TOKYO - The utility behind the unfolding Japanese nuclear disaster reported a 571.7 billion yen ($7.4 billion) quarterly loss Tuesday and its president is expecting the red ink to swell over restoration and compensation costs.
Tokyo Electric Power Co's Fukushima Dai-ichi nuclear power plant was sent into meltdown by the March 11 quake and tsunami, and has still not been brought under control.
President Toshio Nishizawa, who took office recently after his predecessor resigned in disgrace over the nuclear disaster, said Tuesday he still did not know the full extent of the red ink because of too many unknowns - such as the size of future compensation payments.
He also said he did not know how much of a government bailout may be needed to ride out the disaster, but promised that his company was trying to take care of problems on its own by selling assets and cutting costs.
"We will put in our best effort," he told reporters at Tokyo headquarters. "We have not been able to make an assessment at this time."
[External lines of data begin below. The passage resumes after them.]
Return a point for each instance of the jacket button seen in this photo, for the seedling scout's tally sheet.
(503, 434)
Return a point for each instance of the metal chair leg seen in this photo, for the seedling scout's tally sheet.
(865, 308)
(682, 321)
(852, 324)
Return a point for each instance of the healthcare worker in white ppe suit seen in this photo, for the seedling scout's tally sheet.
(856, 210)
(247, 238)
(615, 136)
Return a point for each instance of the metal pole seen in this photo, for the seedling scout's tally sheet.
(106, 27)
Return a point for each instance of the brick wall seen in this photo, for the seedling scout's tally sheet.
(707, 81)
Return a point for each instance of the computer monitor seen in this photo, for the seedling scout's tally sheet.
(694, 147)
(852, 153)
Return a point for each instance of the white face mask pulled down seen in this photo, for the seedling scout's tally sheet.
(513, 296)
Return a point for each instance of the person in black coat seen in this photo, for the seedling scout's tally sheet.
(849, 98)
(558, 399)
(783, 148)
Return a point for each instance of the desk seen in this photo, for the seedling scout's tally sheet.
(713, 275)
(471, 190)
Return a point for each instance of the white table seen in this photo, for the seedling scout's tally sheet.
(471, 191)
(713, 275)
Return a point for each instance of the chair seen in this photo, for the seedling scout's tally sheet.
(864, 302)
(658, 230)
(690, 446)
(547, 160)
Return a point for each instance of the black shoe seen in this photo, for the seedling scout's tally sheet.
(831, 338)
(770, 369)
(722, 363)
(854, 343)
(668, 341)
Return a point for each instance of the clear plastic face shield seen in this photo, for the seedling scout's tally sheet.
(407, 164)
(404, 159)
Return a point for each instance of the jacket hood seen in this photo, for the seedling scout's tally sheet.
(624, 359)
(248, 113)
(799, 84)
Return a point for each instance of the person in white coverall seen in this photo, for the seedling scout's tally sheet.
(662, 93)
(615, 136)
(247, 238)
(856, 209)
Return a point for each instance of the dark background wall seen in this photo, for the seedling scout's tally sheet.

But a bailout is expected to be needed to deal with the fiasco.
Some 80,000 people have been evacuated from a no-entry zone around the nuclear plant. Farmers and fishermen, including those who live outside the evacuation zone, are demanding damage payments.
It is unclear when people will be able to return to their evacuated homes, if ever, and beef and vegetable shipments have been banned because of high radiation readings.
The utility, known as TEPCO, had a loss of 5.4 billion yen in the April-June quarter the previous year. It sank into a 1.25 trillion yen ($16 billion) loss for the fiscal year ended March over the disaster.
TEPCO said its extraordinary loss for the April-June quarter this year reflected damage compensation totaling 397.7 billion yen ($5.2 billion), while restoration costs and losses totaled 105.5 billion yen ($1.4 billion).
At least three reactors at Fukushima Dai-ichi were damaged, and began spewing radiation into the air and ocean, after the magnitude-9.0 earthquake set off a towering tsunami that damaged backup generators for critical cooling systems for the nuclear fuel.
Another factor crimping TEPCO's bottom-line is how Japanese companies are cutting back on electricity consumption by 15 percent because of possible power shortages caused by the Fukushima Dai-ichi woes.
Another nuclear plant, in central Japan, has also been shut down over growing fears about the safety of plants against quakes and tsunami.
Air conditioners have been turned up high in Tokyo offices and trains, and neon lights are turned off to prevent a power crunch.
TEPCO said electricity sales in the fiscal first quarter slid 12 percent from the same period the previous year. Quarterly sales dropped 7 percent to 1.13 trillion yen ($14.7 billion).